Note: This is a public test instance of Red Hat Bugzilla. The data contained within is a snapshot of the live data so any changes you make will not be reflected in the production Bugzilla. Email is disabled so feel free to test any aspect of the site that you want. File any problems you find or give feedback at bugzilla.redhat.com.

Bug 1914777

Summary: bout++ fails to build with Python 3.10: test-multigrid_laplace - timeout
Product: [Fedora] Fedora Reporter: Tomáš Hrnčiar <thrnciar>
Component: bout++Assignee: david08741
Status: CLOSED ERRATA QA Contact: Fedora Extras Quality Assurance <extras-qa>
Severity: unspecified Docs Contact:
Priority: unspecified    
Version: rawhideCC: david08741, mhroncok, thrnciar
Target Milestone: ---Keywords: Reopened
Target Release: ---   
Hardware: Unspecified   
OS: Unspecified   
Whiteboard:
Fixed In Version: Doc Type: If docs needed, set a value
Doc Text:
Story Points: ---
Clone Of: Environment:
Last Closed: 2021-01-17 14:29:05 UTC Type: Bug
Regression: --- Mount Type: ---
Documentation: --- CRM:
Verified Versions: Category: ---
oVirt Team: --- RHEL 7.3 requirements from Atomic Host:
Cloudforms Team: --- Target Upstream Version:
Embargoed:
Bug Depends On:    
Bug Blocks: 1890881    

Description Tomáš Hrnčiar 2021-01-11 08:38:25 UTC
bout++ fails to build with Python 3.10.0a4.

======= FAILURES ========

----- test-multigrid_laplace -----
rm: cannot remove 'data/BOUT.dmp.*.nc': No such file or directory

(It is likely that a timeout occured)
======= 1 failed in 929.92 seconds ========
make: *** [makefile:49: check-integrated-tests] Error 1

For the build logs, see:
https://copr-be.cloud.fedoraproject.org/results/@python/python3.10/fedora-rawhide-x86_64/01868967-bout++/

For all our attempts to build bout++ with Python 3.10, see:
https://copr.fedorainfracloud.org/coprs/g/python/python3.10/package/bout++/

Testing and mass rebuild of packages is happening in copr. You can follow these instructions to test locally in mock if your package builds with Python 3.10:
https://copr.fedorainfracloud.org/coprs/g/python/python3.10/

Let us know here if you have any questions.
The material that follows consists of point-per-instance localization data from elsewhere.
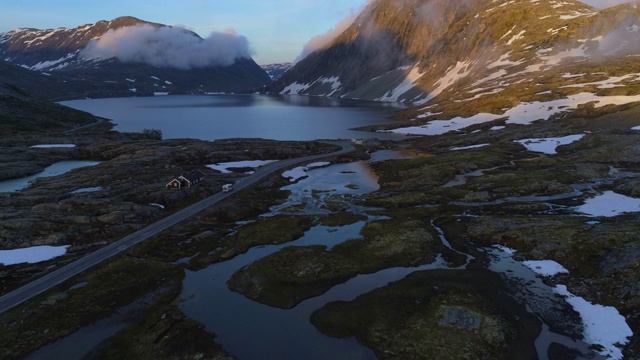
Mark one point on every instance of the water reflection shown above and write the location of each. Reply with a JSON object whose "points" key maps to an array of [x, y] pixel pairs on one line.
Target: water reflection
{"points": [[243, 116], [58, 168]]}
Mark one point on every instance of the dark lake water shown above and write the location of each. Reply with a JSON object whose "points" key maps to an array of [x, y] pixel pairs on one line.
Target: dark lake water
{"points": [[210, 117]]}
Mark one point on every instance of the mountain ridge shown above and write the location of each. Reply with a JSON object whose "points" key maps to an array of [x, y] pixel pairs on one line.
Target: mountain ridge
{"points": [[58, 52], [468, 50]]}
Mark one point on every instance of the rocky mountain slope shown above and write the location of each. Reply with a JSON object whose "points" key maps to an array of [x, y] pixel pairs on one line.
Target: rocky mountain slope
{"points": [[472, 57], [21, 112], [63, 55]]}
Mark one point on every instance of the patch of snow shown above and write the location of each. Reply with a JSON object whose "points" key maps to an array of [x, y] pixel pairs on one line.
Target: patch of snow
{"points": [[468, 147], [48, 146], [548, 145], [335, 84], [576, 14], [608, 83], [224, 167], [603, 325], [31, 255], [494, 91], [571, 76], [496, 75], [522, 114], [427, 114], [556, 59], [455, 73], [609, 204], [294, 89], [516, 37], [407, 84], [48, 64], [504, 61], [545, 267]]}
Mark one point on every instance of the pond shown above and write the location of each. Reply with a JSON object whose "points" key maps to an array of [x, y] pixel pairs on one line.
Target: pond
{"points": [[56, 169]]}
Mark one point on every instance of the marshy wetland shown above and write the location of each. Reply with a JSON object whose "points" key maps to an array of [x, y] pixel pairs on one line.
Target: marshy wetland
{"points": [[383, 258]]}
Python 3.10 will be included in Fedora 35. To make that update smoother, we're building Fedora packages with early pre-releases of Python 3.10.
A build failure prevents us from testing all dependent packages (transitive [Build]Requires), so if this package is required a lot, it's important for us to get it fixed soon.
We'd appreciate help from the people who know this package best, but if you don't want to work on this now, let us know so we can try to work around it on our side.

Comment 1 Miro Hrončok 2021-01-11 10:29:56 UTC
IIRC this should only happen in Copr and not Koji. A workaround is to enable network access.

See https://bugzilla.redhat.com/show_bug.cgi?id=1793612#c1 for details.

Comment 2 david08741 2021-01-11 11:06:53 UTC
I don't think as it is that simple, the MPI issues is I think fixed, at least on rawhide.

The test should not be particular slow, either, normally 20 to 30 secs, so well below the 600 secs.

I will try to investigate this, and thus keep the bug open.

Comment 3 david08741 2021-01-12 15:52:50 UTC
I am tempted to say this is an issue that copr is not having enough cores. Even though the test only uses 3 threads - that might be sufficient to trigger the timeout.
On an old 2-core system the test finishes in about 4 seconds if it is using 1 thread, but with 3 threads it takes over 4 minutes.
I am not sure what copr is using, but I think it is also using old CPUs and very few CPU (1?) - in which case it might take well more then 10 minutes.
On a decent 64 core system the single tread version takes 1.3 seconds and 1.0 with 3 threads.

If this keeps being an issue, and I can disable the test on copr or if there is only one core available.

The underlying issue is that MPI is optimized to be fast on non-oversubscribed systems. While in the real world MPI should never be used oversubscribed, this is common for testing, in which case the "idle" threads are busy waiting on the other threads ...

Comment 4 Miro Hrončok 2021-01-12 16:06:38 UTC
Any explanation why it works with network enabled?

Comment 5 david08741 2021-01-12 16:12:46 UTC
Pure luck - I guess ...
Timeout is 600 seconds, in the case with network enabled it took:
test-multigrid_laplace           ✓ 588.655 s

In that case increasing the time-out might be the most easy solution ...

Comment 6 david08741 2021-01-17 14:29:05 UTC
I have increased the timeout from 10m to 15m, I think that should fix the issue.